La Corée du Sud concentre le choc boursier

 

Le Kospi sud-coréen a plongé d’environ 8,2 %, soit sa correction la plus spectaculaire de la séance régionale. Les deux géants nationaux des puces électroniques ont subi des ventes massives : SK Hynix a perdu plus de 13 % et Samsung Electronics environ 10,5 %.

Ces baisses sont impressionnantes. Elles ne sont pas totalement irrationnelles. Les valeurs asiatiques des semi-conducteurs sortaient d’une progression évaluée à près de 1 800 milliards de dollars, portée par les investissements dans les centres de données et les composants dédiés à l’IA. Leur poids atteignait désormais environ 29 % de l’indice MSCI Emerging Markets, créant une concentration rarement confortable lors des phases de panique.

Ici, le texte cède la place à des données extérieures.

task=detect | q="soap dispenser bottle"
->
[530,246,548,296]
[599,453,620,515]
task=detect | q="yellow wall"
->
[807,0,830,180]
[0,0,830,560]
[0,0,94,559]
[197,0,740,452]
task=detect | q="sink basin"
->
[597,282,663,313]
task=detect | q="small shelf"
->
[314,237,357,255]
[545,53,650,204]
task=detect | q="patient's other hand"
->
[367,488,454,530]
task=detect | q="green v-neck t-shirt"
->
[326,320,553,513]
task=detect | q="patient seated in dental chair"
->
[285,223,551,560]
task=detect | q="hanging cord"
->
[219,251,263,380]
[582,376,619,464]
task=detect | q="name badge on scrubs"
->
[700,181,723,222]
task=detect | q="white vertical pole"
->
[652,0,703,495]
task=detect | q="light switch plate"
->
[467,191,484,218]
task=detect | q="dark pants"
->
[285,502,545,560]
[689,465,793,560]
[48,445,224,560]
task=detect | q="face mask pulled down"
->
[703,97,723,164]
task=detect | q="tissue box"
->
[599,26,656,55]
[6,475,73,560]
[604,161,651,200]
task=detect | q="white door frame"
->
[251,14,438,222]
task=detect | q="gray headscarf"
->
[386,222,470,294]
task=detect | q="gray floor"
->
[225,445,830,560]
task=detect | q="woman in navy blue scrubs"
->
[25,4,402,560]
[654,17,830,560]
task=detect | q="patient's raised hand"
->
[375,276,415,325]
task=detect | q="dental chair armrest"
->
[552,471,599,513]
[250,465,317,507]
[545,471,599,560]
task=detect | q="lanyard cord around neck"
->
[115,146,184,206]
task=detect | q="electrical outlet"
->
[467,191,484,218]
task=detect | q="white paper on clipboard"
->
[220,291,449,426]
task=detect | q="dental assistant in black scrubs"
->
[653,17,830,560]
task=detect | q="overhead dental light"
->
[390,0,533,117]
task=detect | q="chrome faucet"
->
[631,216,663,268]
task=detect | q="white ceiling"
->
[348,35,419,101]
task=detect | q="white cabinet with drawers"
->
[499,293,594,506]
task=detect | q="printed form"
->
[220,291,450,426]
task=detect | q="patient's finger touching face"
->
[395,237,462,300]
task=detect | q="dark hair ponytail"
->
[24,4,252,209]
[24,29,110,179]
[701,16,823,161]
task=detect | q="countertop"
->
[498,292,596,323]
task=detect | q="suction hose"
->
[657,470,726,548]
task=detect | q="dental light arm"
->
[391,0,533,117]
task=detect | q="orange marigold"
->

Le Japon n’a pas été épargné. Le Nikkei 225 a reculé d’environ 2,2 %. Les actions chinoises ont également baissé, tandis que Hong Kong a mieux résisté. La séance n’a donc pas pris la forme d’un effondrement uniforme. Elle a surtout sanctionné les places et les secteurs où les valorisations étaient devenues difficiles à défendre.

 


Le détroit d’Ormuz replace le pétrole au centre du risque

 

Le déclencheur immédiat est venu du Golfe. Après de nouvelles frappes américaines et des représailles iraniennes, les investisseurs ont redouté une perturbation durable du trafic maritime dans le détroit d’Ormuz.

Cette voie transporte près d’un cinquième de l’approvisionnement pétrolier mondial. Le Brent a bondi d’environ 4,7 %, autour de 79,59 dollars le baril, tandis que le brut américain progressait dans des proportions comparables.

Le problème dépasse le coût du carburant. Une flambée prolongée du pétrole nourrit l’inflation, réduit les marges des entreprises et limite la capacité des banques centrales à assouplir leur politique monétaire. Pour les marchés asiatiques, très dépendants des importations d’énergie, l’équation devient rapidement pénalisante.

C’est là que la correction prend tout son sens. Les investisseurs ne vendent pas seulement une guerre. Ils réévaluent brutalement les bénéfices futurs, les taux d’intérêt et le prix qu’ils acceptent de payer pour des entreprises technologiques déjà très chères.

 


L’or recule malgré les tensions internationales

 

Le comportement de l’or a surpris. Son cours au comptant a perdu près de 1,5 %, revenant autour de 4 060 dollars l’once. La hausse du pétrole a renforcé les anticipations d’inflation et de taux américains, soutenant le dollar et les rendements obligataires. Ces deux mouvements ont pesé sur un actif qui ne verse aucun revenu.

Cette baisse ne remet pas automatiquement en cause sa fonction patrimoniale. Elle rappelle surtout qu’une crise géopolitique ne provoque pas toujours une hausse immédiate de l’or. Les besoins de liquidités, les ventes forcées et les arbitrages sur les taux peuvent dominer pendant plusieurs séances.

 

Selon notre expert : L’or recule au pire moment et ce mouvement inattendu pourrait bouleverser les stratégies d’épargne des prochains mois.

 


Les actifs physiques retrouvent une utilité patrimoniale

 

Face à une concentration boursière excessive et à des risques bancaires ou monétaires difficiles à mesurer, certains épargnants renforcent leurs investissements alternatifs. Les lingots d’or et d’argent, les lingotins ou les pièces d’or permettent de détenir une partie de son patrimoine hors des marchés actions et des dépôts bancaires traditionnels.

Cette logique de débancarisation partielle de l’épargne ne consiste pas à abandonner toute diversification financière. Elle vise à réduire la dépendance envers un seul intermédiaire, une seule monnaie ou une seule classe d’actifs. La séance asiatique vient rappeler pourquoi cette prudence, parfois jugée excessive lorsque les indices montent, retrouve rapidement sa cohérence lorsque la liquidité disparaît.